Hacker News new | past | comments | ask | show | jobs | submit login
A programmer’s guide to big data: tools to know (gigaom.com)
79 points by mwetzler on Dec 18, 2012 | hide | past | favorite | 29 comments



Here's another list, sans product hype:

Unix command-line tools like awk and grep. Set operation commands are essential too (http://www.catonmat.net/blog/set-operations-in-unix-shell/)

Ruby/Python/Perl for more complex massaging and wrangling

Excel (yes, really) for quick stats and graphs, great 1st step in understanding what you have

D3.js for visualization

I've used R in the past, but I found I was trying to squeeze data into R models. D3 is pretty hard to grasp initially (I'm very much still learning) but I'm finding that it's helping me think through how to visualize the data I have, rather than just forcing it into one of a few standard charts.


This isn't big data at all. This is stuff you'd use AFTER you've processed your big data & obtained a reduced dataset result that was small data, of the order of a few hundred MB. To process said big data in the first place, of the order of a few PB, typically you are going to use hdfs & at a programmatic level, an api like cascading or better yet, scalding, so you end up needing only that last item D3.js , with everything else existing as scalding source.


This is where "Big Data" becomes about as useful as a penis measuring contest. The vast majority of business data analysis happens at MS Excel levels of data. I have done analysis on several GBs of data using R, and those data-sets are easily the 99th percentile of data size in my field. For datasets that are bigger than that, SQL is still pretty damn good. And when you get to the point where SQL starts to break down in usefulness, you are at a level where you can start sampling and still get perfectly usable results in almost all use cases.

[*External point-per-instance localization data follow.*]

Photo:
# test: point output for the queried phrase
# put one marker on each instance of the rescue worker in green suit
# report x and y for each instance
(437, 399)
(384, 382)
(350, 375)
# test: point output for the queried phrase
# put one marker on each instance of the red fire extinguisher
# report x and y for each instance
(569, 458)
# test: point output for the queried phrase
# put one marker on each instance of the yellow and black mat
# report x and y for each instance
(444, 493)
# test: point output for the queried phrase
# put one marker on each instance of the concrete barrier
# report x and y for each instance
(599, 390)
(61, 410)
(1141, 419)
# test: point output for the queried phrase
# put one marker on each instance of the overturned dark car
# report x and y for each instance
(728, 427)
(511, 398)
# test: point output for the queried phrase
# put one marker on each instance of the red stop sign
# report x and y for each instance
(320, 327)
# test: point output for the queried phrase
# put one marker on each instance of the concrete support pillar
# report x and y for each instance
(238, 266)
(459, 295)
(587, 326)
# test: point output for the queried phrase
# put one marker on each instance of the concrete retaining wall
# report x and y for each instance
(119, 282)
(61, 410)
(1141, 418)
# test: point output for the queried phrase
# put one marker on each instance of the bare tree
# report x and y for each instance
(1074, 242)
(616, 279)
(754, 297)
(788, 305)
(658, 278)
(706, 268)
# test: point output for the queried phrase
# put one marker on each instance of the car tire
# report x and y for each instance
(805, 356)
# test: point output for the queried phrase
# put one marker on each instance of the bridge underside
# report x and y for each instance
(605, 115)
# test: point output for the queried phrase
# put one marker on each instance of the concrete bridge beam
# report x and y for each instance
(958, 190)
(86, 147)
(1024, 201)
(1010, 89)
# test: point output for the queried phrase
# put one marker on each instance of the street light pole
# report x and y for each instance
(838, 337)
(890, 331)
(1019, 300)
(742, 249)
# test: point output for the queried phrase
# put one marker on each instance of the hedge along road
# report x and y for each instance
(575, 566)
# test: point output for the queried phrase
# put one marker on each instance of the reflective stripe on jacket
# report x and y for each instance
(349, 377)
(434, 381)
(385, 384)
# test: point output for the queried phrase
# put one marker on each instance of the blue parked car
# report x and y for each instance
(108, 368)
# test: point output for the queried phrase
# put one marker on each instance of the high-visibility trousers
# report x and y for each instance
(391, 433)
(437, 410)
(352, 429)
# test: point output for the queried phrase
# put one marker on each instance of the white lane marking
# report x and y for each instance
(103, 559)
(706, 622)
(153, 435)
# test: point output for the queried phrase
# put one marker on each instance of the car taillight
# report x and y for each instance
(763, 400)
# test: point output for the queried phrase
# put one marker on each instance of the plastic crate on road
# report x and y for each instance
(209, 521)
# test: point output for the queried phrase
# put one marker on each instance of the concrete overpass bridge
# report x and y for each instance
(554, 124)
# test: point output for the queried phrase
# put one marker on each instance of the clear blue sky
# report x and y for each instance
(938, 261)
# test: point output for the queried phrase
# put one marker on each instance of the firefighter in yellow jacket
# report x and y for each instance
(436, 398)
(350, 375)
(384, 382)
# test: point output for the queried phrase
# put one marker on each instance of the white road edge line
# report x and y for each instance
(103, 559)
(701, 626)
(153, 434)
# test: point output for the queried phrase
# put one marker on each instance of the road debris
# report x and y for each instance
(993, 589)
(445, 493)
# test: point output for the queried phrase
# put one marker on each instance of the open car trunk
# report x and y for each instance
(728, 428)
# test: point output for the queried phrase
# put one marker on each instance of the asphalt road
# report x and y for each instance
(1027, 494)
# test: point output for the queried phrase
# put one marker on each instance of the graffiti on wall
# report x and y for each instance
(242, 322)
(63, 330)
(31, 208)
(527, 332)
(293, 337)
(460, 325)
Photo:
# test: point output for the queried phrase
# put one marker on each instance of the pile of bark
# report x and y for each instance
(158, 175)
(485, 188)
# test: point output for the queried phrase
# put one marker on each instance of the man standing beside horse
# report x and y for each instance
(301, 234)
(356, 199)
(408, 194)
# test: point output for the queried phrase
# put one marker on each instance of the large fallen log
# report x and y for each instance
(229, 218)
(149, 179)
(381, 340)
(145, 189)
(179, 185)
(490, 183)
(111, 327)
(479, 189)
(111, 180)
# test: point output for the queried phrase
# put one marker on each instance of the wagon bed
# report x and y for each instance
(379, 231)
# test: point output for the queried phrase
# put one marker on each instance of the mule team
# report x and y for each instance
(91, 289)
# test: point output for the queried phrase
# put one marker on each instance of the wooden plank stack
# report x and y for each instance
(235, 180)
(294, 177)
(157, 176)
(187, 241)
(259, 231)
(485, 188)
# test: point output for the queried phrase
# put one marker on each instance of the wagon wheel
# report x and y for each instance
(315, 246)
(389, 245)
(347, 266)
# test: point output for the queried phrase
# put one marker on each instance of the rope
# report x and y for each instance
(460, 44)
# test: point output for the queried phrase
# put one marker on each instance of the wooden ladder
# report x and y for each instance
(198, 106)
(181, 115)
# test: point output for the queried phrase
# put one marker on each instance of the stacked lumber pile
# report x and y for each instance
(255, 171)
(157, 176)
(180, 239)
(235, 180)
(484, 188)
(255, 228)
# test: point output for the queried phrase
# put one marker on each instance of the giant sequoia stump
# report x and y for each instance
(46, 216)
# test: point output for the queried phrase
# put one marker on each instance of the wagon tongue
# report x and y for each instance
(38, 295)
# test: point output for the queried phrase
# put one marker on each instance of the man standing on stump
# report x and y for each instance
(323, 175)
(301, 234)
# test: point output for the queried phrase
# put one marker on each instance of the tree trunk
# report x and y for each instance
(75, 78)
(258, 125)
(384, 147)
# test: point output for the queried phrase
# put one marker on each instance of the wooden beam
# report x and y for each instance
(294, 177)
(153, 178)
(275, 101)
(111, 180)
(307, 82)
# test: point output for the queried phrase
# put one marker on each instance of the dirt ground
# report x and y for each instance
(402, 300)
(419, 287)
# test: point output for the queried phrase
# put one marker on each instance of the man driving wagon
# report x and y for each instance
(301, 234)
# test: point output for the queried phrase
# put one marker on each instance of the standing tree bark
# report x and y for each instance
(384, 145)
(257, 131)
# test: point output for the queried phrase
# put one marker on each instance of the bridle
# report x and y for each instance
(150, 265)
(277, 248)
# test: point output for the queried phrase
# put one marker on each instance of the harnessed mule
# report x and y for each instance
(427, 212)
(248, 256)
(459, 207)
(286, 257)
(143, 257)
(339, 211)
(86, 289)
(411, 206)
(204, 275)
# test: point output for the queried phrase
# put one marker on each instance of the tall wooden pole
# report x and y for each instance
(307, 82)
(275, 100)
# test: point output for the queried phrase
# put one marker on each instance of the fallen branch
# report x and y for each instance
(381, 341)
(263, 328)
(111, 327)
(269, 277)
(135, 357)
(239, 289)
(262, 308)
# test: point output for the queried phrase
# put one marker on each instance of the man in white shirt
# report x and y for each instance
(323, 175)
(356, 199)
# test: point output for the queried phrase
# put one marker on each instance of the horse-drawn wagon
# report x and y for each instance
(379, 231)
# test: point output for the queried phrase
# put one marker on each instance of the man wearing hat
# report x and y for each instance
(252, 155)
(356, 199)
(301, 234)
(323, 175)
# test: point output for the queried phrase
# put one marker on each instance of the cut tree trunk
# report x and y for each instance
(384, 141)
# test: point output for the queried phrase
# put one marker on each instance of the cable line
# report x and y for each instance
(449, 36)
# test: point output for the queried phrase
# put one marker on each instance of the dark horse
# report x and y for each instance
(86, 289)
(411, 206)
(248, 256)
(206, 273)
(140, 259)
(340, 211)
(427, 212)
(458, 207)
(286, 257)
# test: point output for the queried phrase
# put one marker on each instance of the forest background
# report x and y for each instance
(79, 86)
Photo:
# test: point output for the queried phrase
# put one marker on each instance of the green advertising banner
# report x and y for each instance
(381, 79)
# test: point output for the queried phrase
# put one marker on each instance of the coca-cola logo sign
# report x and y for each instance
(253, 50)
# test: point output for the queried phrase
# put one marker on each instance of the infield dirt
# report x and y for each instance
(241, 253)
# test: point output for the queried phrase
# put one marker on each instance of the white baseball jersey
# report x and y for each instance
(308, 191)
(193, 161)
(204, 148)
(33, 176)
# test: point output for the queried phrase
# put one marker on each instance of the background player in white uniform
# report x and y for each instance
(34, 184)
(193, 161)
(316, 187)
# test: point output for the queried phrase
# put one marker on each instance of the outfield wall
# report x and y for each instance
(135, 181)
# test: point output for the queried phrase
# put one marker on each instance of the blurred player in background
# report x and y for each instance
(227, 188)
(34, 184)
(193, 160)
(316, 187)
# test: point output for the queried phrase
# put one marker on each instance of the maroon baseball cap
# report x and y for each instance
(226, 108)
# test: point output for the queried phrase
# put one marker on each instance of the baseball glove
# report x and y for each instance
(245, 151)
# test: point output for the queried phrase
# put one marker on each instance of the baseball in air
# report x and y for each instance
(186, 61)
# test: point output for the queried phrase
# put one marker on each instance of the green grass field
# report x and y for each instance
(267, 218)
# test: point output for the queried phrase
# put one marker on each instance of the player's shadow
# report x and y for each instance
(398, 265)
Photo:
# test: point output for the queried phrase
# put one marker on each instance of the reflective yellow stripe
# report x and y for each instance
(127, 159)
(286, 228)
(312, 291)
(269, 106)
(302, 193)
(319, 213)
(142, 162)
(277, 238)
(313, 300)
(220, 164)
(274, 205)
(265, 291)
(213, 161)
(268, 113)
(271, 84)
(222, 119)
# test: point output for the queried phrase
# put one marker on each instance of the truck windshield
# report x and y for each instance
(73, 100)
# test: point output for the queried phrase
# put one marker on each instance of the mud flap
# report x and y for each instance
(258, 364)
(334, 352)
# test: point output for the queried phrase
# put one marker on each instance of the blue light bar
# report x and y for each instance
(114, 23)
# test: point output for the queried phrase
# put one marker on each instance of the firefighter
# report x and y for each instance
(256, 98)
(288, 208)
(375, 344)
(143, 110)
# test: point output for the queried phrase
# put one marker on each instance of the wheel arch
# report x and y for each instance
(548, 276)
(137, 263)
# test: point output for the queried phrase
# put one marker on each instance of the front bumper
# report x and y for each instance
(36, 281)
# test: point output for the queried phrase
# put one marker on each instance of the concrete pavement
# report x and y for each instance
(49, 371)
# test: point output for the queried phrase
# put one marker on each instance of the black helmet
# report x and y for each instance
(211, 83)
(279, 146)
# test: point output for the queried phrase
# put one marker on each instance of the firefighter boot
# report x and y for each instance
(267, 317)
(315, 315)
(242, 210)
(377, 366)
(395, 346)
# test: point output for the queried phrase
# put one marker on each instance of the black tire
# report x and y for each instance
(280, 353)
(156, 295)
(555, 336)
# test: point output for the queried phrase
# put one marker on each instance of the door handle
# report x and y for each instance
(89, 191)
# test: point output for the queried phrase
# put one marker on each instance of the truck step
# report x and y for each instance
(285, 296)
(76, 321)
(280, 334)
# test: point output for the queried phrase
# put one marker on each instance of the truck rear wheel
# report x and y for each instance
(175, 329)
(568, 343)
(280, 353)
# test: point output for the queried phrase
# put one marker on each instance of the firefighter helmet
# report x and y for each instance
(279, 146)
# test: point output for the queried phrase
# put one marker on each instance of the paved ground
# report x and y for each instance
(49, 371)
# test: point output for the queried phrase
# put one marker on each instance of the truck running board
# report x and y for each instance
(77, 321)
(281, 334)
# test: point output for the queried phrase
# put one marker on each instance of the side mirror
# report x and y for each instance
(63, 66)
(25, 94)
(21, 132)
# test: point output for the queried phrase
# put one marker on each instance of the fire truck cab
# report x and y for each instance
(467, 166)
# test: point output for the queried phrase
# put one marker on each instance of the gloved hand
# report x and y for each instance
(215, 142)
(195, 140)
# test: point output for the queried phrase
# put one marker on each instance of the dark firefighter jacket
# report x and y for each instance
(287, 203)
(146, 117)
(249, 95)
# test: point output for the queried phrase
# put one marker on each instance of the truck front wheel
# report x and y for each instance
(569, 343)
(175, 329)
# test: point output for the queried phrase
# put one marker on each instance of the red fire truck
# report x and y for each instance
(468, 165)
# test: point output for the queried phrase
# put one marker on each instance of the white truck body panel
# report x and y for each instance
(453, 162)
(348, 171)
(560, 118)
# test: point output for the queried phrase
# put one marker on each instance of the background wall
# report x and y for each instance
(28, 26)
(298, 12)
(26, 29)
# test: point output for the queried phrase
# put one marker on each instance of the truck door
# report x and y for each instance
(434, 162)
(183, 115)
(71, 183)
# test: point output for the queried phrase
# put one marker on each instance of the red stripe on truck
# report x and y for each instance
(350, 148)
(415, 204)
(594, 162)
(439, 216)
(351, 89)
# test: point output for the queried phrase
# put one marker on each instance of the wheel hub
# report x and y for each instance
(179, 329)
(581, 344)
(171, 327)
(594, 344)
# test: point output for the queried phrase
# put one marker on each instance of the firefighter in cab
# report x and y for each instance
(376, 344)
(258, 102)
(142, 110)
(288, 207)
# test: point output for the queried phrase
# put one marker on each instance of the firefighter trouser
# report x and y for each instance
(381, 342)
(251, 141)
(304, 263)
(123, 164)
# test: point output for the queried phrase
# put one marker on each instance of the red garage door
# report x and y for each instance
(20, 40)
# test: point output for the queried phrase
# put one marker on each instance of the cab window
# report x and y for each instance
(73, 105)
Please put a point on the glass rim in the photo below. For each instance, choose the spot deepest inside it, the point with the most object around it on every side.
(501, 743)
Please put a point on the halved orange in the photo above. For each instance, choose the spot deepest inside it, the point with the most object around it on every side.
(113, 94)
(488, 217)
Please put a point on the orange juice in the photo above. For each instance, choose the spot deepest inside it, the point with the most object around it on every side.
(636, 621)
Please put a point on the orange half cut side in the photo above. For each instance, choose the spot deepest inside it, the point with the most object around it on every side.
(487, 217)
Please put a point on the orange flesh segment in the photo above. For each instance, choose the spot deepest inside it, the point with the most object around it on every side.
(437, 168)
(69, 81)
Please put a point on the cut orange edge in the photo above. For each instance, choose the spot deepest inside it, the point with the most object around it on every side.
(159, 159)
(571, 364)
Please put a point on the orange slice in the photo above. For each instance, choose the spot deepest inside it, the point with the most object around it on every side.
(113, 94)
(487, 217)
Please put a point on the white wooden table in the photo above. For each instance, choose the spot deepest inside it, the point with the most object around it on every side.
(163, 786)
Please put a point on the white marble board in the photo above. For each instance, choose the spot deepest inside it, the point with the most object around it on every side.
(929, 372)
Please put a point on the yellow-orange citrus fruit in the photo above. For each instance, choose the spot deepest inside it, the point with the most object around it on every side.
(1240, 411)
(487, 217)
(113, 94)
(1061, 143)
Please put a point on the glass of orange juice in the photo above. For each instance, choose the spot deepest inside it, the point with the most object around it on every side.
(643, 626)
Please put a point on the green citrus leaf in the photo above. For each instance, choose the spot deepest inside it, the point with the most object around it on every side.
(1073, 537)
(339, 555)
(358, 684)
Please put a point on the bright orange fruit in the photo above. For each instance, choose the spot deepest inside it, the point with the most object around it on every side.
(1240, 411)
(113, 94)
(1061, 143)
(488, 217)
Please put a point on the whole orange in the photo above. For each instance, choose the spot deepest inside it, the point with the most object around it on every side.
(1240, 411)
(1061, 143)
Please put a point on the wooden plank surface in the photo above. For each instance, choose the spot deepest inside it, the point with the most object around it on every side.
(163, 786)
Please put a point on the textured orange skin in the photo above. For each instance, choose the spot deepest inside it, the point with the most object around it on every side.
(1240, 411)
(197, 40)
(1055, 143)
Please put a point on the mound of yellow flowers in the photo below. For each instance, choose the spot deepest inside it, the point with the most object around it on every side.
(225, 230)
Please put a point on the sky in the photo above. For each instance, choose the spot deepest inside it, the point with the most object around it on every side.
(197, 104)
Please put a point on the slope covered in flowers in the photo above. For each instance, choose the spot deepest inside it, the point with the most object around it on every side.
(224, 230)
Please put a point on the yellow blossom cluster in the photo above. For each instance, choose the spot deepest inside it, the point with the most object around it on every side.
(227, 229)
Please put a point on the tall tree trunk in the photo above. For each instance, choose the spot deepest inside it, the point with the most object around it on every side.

In my experience, "Big Data" is a misnomer. What it really means is fast data. You have a repeatable calculation to perform on datasets that are perfectly fine chugging away on an Oracle cluster for 3 hours, but you want it done in 20 minutes. That is what Big Data is really used for. Anything else is just marketing hype.


Some of the tools in the article are enabling businesses to capture new types of data by making data collection & analysis cheaper and easier. For example, user interactions in an app. User interactions can happen hundreds of times per session, across thousands of devices.

Most businesses don't have to deal with those data sets, because they haven't had the opportunity to record that level of detail yet.

I think one of the most exciting things about "Big Data" (ugh, so buzzy) is that there are so many new opportunities for data gathering and analysis. Now that data storage is so much cheaper, we can record more stuff.

Full disclosure, I work at one of the companies in the list (Keen IO). We didn't know the article was coming out; not sure how they came up with the list or where they got the content (the description of what we do is a bit outdated).


No. Big data has a formal definition, but one that most people ignore:

When the size of the data becomes part of the problem.

(An O'Reilly author said this once, I forget his name.)

For example, physicists in the 80's who had 10s of MBs of data had a big data problem.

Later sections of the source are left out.